The class Math from the standard java library contains a number of static methods for computing trigonometric values. Look up Math in the Java API and find a method for computing the inverse tangent.

Now we know all of the values, all we have to do is translate into java code.

// note the use of toDegrees(). atan() returns a value in radians // also remember to import java.lang.Math double a = Math.toDegrees(Math.atan(getX() / getY())); // note that we used normalRelativeAngle() here. This is not // strictly necessary but makes sure the robot always turns in the // direction that will be fastest turnRight(180 – getHeading() + a);

The longest distance possible from our robot to the bottom left corner will be traveled if the robot begins in the top right. According to Pythagoras, this distance is the square root of w2+h2, for battlefield dimensions w and h. The largest possible values of w and h are 5000, so if you solve the equation you will find the longest distance to be a little over 7071. We can round up and replace:

ahead(5000);

With:

ahead(7072); // a larger number would be fine as well

This is a big problem. The above two problems would nearly be tolerated (nearly), but this problem severely impairs the performance of SuperCorners.

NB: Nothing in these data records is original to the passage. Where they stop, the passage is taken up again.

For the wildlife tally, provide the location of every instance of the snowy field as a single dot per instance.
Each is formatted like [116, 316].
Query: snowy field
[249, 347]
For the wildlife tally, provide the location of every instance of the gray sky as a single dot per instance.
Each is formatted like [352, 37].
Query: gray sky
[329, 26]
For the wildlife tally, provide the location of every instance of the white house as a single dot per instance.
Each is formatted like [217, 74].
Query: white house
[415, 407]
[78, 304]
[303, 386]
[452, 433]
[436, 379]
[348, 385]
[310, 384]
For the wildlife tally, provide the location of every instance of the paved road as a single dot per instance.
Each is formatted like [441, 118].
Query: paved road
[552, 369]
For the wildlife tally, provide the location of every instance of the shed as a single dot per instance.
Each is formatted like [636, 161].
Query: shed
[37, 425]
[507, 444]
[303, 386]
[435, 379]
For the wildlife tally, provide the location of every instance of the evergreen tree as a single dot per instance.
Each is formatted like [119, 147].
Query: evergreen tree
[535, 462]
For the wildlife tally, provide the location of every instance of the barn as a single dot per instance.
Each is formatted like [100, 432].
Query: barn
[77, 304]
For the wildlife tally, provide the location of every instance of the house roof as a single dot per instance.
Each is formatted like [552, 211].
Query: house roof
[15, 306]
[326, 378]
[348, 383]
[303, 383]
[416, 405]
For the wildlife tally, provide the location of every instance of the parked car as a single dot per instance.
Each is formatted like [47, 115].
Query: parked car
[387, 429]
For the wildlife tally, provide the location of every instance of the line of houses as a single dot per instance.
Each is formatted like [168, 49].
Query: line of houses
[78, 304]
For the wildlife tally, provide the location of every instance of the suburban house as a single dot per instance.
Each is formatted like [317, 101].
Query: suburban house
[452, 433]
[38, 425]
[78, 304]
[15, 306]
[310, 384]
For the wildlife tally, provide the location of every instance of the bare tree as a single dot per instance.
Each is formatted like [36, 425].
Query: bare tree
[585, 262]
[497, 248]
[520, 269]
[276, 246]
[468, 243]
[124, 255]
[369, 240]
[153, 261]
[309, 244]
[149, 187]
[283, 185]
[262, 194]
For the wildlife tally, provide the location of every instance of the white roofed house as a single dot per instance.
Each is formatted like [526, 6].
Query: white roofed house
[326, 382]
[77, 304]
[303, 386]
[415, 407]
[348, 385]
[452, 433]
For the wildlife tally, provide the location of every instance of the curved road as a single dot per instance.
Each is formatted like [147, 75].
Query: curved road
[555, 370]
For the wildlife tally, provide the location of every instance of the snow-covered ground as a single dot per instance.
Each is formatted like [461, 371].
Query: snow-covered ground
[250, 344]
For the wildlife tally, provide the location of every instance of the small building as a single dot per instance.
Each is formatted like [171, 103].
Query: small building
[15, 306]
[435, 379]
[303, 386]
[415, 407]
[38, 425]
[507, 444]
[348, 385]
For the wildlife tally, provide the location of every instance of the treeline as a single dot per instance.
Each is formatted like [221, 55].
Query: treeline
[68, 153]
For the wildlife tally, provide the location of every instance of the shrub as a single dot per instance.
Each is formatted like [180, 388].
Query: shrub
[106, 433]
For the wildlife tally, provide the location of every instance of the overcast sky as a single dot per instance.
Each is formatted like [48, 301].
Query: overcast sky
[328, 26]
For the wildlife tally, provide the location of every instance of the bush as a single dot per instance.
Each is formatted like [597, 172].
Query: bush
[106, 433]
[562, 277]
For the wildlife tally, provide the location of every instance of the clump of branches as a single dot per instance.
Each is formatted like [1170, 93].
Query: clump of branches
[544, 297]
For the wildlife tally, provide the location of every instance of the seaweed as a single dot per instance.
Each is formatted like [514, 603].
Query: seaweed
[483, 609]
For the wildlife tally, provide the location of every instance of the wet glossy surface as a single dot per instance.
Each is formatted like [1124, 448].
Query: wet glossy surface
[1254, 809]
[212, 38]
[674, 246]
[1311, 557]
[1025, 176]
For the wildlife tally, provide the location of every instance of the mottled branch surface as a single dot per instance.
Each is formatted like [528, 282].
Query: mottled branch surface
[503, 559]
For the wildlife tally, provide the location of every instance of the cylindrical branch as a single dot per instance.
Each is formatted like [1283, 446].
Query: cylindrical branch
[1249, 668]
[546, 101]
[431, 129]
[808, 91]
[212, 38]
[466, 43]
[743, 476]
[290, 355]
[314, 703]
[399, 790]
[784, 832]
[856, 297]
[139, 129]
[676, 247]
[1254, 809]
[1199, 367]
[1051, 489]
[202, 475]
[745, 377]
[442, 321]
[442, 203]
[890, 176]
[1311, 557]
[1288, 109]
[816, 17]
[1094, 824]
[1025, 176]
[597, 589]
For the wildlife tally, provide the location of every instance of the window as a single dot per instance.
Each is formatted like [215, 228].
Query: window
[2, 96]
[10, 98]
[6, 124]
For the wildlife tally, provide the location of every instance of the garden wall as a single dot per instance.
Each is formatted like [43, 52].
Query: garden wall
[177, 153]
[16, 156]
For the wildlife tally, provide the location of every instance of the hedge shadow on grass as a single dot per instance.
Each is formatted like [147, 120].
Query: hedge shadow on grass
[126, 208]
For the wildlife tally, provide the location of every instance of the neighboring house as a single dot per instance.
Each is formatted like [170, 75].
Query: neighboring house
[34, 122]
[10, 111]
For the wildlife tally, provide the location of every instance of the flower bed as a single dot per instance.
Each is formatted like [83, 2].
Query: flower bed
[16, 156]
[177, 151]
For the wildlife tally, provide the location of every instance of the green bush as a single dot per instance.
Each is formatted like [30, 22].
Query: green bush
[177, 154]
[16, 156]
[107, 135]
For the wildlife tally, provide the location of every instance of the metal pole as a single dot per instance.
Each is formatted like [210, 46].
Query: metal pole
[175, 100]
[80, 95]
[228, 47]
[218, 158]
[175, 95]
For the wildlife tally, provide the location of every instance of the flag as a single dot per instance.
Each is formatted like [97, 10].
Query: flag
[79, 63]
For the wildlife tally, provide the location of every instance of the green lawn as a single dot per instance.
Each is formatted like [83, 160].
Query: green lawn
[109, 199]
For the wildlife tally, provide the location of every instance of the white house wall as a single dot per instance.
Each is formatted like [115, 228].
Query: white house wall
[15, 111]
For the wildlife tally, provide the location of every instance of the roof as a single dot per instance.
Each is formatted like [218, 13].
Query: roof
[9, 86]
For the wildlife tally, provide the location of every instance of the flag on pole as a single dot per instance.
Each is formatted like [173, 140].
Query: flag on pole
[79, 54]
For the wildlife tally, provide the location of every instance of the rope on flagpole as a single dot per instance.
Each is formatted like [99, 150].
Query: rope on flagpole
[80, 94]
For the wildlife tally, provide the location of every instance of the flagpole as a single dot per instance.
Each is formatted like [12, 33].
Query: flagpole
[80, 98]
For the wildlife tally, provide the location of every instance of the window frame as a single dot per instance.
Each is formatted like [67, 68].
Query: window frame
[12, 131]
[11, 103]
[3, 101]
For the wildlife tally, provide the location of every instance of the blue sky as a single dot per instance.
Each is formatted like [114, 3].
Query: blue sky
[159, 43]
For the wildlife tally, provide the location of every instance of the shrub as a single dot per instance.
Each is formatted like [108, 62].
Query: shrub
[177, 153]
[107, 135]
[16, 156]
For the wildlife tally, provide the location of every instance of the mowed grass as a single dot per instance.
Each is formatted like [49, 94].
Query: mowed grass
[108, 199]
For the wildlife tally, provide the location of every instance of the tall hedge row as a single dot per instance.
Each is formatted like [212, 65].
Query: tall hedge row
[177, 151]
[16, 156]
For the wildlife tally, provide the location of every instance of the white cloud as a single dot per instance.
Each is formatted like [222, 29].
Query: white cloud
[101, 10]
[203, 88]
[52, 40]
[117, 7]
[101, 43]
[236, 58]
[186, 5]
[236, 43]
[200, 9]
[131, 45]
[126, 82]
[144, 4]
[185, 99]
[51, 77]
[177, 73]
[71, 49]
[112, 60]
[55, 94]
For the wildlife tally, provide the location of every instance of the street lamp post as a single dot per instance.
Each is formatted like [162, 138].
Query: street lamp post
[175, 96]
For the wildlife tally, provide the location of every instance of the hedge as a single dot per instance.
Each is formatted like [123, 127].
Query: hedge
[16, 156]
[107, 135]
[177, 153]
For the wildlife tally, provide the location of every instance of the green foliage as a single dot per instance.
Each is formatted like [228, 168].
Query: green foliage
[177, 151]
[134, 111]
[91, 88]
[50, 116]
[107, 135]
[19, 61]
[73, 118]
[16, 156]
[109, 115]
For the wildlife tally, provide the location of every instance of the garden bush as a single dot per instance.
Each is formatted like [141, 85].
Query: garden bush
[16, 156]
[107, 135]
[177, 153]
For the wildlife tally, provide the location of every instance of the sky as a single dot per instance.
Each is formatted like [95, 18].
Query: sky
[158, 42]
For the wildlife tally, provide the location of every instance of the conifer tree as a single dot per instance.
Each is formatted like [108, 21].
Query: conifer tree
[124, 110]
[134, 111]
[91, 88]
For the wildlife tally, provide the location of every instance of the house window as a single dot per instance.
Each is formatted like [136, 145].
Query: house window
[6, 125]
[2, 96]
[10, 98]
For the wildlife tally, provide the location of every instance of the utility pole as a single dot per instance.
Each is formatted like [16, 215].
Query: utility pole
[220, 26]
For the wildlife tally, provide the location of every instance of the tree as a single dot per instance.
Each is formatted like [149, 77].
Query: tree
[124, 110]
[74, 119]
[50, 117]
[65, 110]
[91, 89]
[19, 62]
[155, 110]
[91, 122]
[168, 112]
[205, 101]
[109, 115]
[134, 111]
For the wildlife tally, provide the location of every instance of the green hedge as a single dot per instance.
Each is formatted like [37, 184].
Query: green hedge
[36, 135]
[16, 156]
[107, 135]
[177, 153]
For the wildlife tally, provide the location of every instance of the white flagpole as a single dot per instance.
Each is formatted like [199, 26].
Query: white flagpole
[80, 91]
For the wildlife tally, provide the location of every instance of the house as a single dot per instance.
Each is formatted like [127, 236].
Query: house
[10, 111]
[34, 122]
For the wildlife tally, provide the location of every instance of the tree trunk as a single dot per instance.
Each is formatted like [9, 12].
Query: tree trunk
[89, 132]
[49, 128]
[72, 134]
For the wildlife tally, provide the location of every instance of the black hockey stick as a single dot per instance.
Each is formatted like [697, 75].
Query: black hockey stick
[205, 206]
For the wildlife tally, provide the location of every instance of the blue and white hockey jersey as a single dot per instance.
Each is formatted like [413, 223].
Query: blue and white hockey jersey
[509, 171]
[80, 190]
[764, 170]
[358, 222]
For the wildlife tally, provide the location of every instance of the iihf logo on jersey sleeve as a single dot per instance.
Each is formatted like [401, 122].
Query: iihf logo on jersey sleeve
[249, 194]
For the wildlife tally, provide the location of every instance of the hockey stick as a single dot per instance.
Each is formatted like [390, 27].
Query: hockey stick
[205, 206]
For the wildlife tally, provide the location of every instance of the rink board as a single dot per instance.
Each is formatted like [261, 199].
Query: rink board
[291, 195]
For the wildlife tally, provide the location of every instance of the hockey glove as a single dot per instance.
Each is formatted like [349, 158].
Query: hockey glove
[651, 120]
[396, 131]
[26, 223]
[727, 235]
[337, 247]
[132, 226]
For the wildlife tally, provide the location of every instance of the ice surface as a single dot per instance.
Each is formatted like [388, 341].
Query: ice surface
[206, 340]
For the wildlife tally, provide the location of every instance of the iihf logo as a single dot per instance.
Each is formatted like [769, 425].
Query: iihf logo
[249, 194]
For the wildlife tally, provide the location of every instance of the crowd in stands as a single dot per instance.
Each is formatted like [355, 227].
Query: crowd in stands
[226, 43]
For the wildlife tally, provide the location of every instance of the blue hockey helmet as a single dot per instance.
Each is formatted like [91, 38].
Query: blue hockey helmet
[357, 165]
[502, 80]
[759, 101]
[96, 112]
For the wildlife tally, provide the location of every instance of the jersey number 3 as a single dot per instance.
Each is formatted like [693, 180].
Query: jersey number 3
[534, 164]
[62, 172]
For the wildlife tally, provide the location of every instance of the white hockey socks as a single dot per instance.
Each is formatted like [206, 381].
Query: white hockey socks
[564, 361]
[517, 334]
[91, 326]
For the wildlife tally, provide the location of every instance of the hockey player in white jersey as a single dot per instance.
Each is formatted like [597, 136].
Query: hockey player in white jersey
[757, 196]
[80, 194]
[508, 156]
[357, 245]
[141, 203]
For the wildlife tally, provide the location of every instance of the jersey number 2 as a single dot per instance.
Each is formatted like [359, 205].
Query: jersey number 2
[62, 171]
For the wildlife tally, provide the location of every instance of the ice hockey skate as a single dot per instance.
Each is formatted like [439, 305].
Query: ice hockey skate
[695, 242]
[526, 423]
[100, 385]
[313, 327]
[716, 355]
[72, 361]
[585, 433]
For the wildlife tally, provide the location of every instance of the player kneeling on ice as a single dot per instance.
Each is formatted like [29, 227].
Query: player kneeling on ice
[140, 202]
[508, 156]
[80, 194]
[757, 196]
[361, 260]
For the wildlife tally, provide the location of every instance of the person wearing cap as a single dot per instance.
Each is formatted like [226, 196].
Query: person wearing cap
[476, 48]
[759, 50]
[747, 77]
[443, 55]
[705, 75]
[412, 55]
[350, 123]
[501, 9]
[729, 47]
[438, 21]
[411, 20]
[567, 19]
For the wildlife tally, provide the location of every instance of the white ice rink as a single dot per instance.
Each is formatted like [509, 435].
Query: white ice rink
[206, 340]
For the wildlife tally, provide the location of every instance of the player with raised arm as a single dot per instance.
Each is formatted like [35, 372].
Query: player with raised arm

Consider this, the final line of our goCorner() method:

turnGunLeft(90); // Turn gun to starting point

This used to be fine, because it was guaranteed that our robot would always be facing a wall. Now, our robot could be at any angle! This is not too big a problem though. Look at the run() method: the gun first sweeps left 90, then right 90, add infinitum. Since we’re in the bottom-left corner, we want our gun to face east; in other words, to have a heading of 90.

We need to turn the gun left by the current heading (which would face it straight up), minus the desired gun heading, which is 90 degrees. So we should replace:

turnGunLeft(90);

with:

// you may want to use normalRelativeAngle() here turnGunLeft(getGunHeading() – 90); // note that this is equivalent to // turnGunRight( 90 – getGunHeading());

Generalizing the behavior so as to allow movement to any corner is left as an exercise. It is simply a matter of reflecting the angles used in different directions.

The most effective strategy would in fact be to move to the nearest corner. Can you modify it to do this?